Австралийцы в церемониальном облачении с рогатыми головными уборами.
Рис. по описанию Спенсера и Гиллена
Задолго до обнаружения комплекса Ласко в 1940, Фробениус, будучи в Северной Африке, нашел три древних наскальных изображения эпохи палеолита, весьма схожие с тем, что находится в крипте Ласко. Одно из них, высеченное на скале у Ксар-Амара, в области Сахарского Атласа, изображает человека, стоящего с поднятыми руками перед бизоном. На втором, найденном в Феццане на юго-востоке Ливии, мы видим пару, исполняющую перед бизоном танец (впоследствии к этой паре было пририсовано еще две). На третьем, обнаруженном в Нубийской пустыне, показан человек, воздевший руки перед величественным овном. «Следует отметить,» пишет Фробениус, «что практически во всех рисунках подобного рода, образы животных прорисовываются очень тщательно, в то время как человеческие фигуры показаны исключительно схематично.» Замечание это верно и для нашего рисунка в Ласко. «Я полагаю, что эти рисунки не являются ритуальными,» пишет Фробениус, «потому что мы находим множество подобных сюжетов, где фигуры преклоняются перед слонами и жирафами. Весьма вероятно, что здесь мы видим тот же мотив, что и в ритуале пигмеев Луэбо*, который также характерен для наскальной живописи в общем, а именно — некий акт освящения и порабощения животного, который достигается не путем физического воздействия, но с помощью умственной проекции».[7]
Таким образом, собрав воедино свидетельства пигмейского обряда, изображения, найденные на севере Африки, понятия «добровольной жертвы», «повелителя животных» и «ритуала возвращенной крови», магическую потенцию «стоячей кости» и обнаруженные нами на человеческой фигуре свидетельства шаманизма, мы можем с уверенностью сказать, что в общих чертах знаем какую функцию выполнял рисунок в пещере Ласко и почему именно он изображен в святая-святых.

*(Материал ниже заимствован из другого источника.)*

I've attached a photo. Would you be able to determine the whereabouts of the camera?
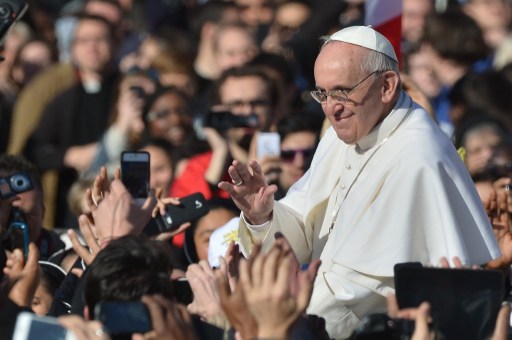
[203,111,259,131]
[0,0,28,42]
[350,313,414,340]
[130,85,147,99]
[1,208,30,260]
[0,172,34,199]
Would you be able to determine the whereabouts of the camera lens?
[0,3,12,20]
[11,174,30,192]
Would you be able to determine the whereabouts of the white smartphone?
[256,132,281,159]
[121,151,150,205]
[12,312,77,340]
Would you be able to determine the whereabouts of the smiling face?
[315,42,396,144]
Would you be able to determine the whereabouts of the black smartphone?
[395,265,505,339]
[155,192,209,232]
[0,0,28,44]
[94,301,152,334]
[204,111,259,131]
[121,151,150,204]
[8,208,30,261]
[0,172,34,199]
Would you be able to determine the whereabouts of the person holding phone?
[219,26,500,338]
[169,66,278,199]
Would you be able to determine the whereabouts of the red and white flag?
[364,0,402,62]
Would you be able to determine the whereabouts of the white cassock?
[239,92,500,338]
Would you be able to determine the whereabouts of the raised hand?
[86,168,157,246]
[187,260,223,320]
[219,160,277,224]
[4,243,39,308]
[486,191,512,272]
[132,295,197,340]
[215,255,260,339]
[240,240,320,338]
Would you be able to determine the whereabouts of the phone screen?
[256,132,281,159]
[13,312,76,340]
[94,301,152,334]
[121,151,149,199]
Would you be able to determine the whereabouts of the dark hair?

Распростертая фигура в птичьей маске и загадочное существо, изображенное в верхней камере пещеры, конечно же, не единственные доказательства присутствия шаманизма и его значимости в палеолитическую эпоху великих пещер. В Ласко есть и третья фигура, которой аббат Брейль приписывал сходство с африканскими колдунами.[8] На самом деле, не менее пятидесяти-пяти фигур подобного рода были обнаружены в различных пещер, среди пасущихся стад и резвящихся животных. Таким образом мы можем практически с полной уверенностью утверждать, что в ту отдаленную эпоху, искусство магии и шаманизма уже было достаточно развито. По сути все рисунки той эпохи являются их частью и, вполне вероятно, выполняют роль ключевого таинства, потому что очевидно, что они были связаны с охотничьей магией, а в соответствии с ее ключевым принципом эфемерной мистической сопричастности (термин «индиссоциация», введенный Пиаже, отлично подходит для описания данного явления), который мы уже обсуждали ранее,* изображение животных на стенах пещеры призывает туда, в святилище, ту энергию, существующую вне времени, сущность, нуменальный образ вечного стада, чтобы воздействовать на него при проведении обряда.

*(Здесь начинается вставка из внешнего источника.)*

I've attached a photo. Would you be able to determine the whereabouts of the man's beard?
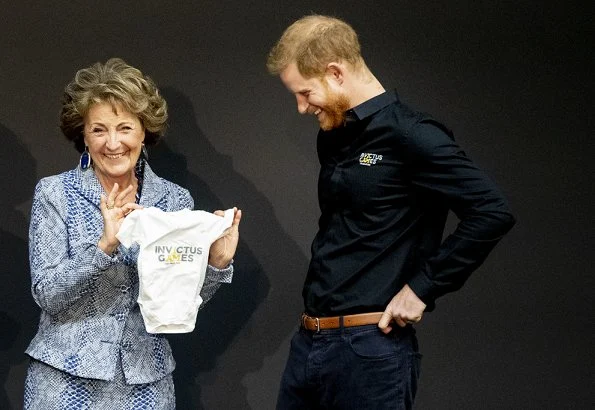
[318,87,350,131]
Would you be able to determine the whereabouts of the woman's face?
[84,102,145,182]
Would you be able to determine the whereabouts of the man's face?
[280,63,350,131]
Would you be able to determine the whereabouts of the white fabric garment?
[116,207,233,333]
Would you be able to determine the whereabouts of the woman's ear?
[325,61,345,85]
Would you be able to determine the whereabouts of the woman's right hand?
[97,183,143,255]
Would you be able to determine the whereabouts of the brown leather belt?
[300,312,382,332]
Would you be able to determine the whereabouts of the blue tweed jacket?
[26,165,233,384]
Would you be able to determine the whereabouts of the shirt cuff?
[207,259,233,283]
[93,246,120,270]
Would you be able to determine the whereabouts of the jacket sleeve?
[407,120,515,306]
[29,177,118,315]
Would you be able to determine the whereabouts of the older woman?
[24,59,241,410]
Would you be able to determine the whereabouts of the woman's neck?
[95,171,138,194]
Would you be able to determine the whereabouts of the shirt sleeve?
[199,261,233,309]
[408,120,515,306]
[29,180,118,314]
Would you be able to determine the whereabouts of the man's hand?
[378,285,426,333]
[209,207,242,269]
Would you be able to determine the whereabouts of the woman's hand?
[97,184,142,255]
[209,207,242,269]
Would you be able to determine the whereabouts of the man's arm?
[379,120,515,329]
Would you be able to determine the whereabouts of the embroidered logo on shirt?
[359,152,382,167]
[155,245,202,265]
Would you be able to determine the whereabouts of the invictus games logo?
[155,246,202,265]
[359,152,382,167]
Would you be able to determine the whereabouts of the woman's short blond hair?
[60,58,167,152]
[267,15,363,78]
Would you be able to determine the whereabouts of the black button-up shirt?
[303,92,514,316]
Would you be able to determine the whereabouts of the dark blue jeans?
[277,324,421,410]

Многие животные изображены пронзенными дротиками, часто мы видим их пораженными бумерангами и дубинками. Те, что выполнены на более мягких поверхностях испещрены многочисленными точками — следами копий, которые, по всей видимости, метали в них со всей силы.[9] Тут в голову приходят ассоциации с известным методом колдовства, где используются восковые фигурки, которые заговаривают на определенное имя, а затем пронзают иглами или плавят на огне, чтобы навлечь смерть на жертву.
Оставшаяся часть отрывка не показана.